Jacob wrote:Had I a dime for each little mistake I've made, I could buy myself my own computer >_<.
Sure, it'd be fun to look through the source of the hashing versions. There used to be a site that listed perft values for several positions along with check counts, captures, e.p., etc. and it was very useful for debugging. Unfortunately it seems to be gone now, but if you combine the versions I could use it to validate my results, and I'd make a web page of my own.
Yes, this was the SMIRF website. I verified all my perfts against that, also the move-type specifications (except that my perft did not report checks and mates).
OK, I put a version with hash on my website, now, and it seems to work. I use the full 64 bits of the key, so although key collisions are possible in theory, they should be very unlikely. The opening perfts seem to be OK upto d=8. (I did not test deeper.) Hashing with a reasonable size table (say 128MB) speeds up the perft(7) by more than a factor 5 (53 sec to 9.6 sec on a 2.8GHz Pentium IV).
Funny thing is that I started using a very simplistic hashing scheme, (replace always) with the aim to first achieve correctness first, before optimizing, and then it turned out I could hardly improve on it by smarter replacement.
So it still uses replace always. Depth does not provide upward compatibility for perfting, so I just work the depth into the key. The same position can then be in the table several times, with different depth. As a consequence I don't have to store the depth in the entry, except for implementing things as depth-preferred replacement. So I decided not to bother.

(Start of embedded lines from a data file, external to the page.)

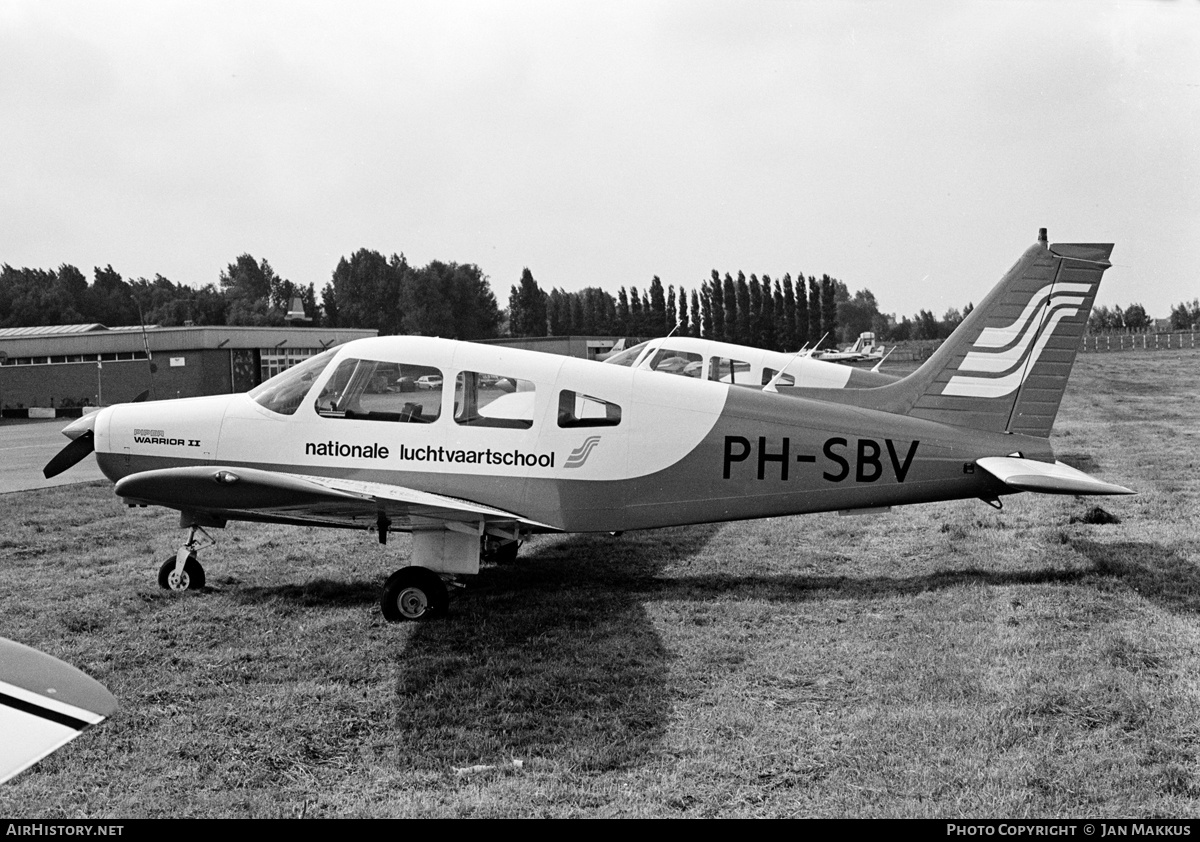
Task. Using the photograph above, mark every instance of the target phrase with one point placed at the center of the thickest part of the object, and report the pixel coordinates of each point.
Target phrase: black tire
(493, 551)
(414, 594)
(192, 578)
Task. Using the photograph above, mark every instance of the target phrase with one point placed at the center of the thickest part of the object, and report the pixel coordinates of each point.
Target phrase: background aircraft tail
(1006, 367)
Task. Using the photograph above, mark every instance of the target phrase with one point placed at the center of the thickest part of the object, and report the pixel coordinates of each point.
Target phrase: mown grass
(939, 661)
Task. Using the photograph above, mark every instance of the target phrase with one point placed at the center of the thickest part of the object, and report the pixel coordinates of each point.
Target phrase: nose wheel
(189, 577)
(183, 571)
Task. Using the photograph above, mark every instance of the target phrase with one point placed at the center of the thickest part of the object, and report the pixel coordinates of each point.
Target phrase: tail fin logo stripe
(981, 386)
(581, 453)
(1002, 361)
(999, 337)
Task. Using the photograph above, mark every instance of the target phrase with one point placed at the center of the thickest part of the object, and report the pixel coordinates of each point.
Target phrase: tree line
(453, 300)
(784, 314)
(365, 290)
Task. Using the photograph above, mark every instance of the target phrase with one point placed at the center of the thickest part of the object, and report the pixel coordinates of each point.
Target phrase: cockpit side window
(484, 400)
(382, 391)
(285, 391)
(678, 362)
(576, 409)
(724, 370)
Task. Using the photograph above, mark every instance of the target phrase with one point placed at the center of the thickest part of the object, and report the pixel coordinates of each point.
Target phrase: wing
(253, 494)
(45, 704)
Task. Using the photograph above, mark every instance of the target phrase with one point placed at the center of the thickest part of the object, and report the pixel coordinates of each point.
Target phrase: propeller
(83, 441)
(69, 456)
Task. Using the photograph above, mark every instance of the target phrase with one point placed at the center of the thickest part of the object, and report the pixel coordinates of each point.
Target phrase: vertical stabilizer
(1006, 367)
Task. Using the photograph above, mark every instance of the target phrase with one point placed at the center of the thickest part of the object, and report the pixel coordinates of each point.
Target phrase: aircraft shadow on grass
(556, 657)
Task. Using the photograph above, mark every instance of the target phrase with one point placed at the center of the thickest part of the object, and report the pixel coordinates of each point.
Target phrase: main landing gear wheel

There is some implicit depth-prefference, though: The d=1 nodes (which count the moves to determine how many d=0 nodes there would be, but except for a few exceptions were legality checking was difficult otherwise, it does not really make these moves) can be calculated so fast, that probing the main hash for them is actually counterproductive. The average DRAM access takes far longer than running the move generator. So I have a separate small hash table, of only 128KB (8K entries) that is so frequently probed that it will always remain in L2 (which was 512KB on my machine). All d=1 probes go there, and as they are always L2 hits, this really pays off (despite the lower hash hit rate).
The lowest depth to go into the main hash is thus d=2. I confined these probes to half the hash table (the odd entries), to protect the deeper stuff that goes all into the other half. Trying to give d=4 or d=5 more protection than d=3 did not seem to speed things up.
If you find any errors, let me know.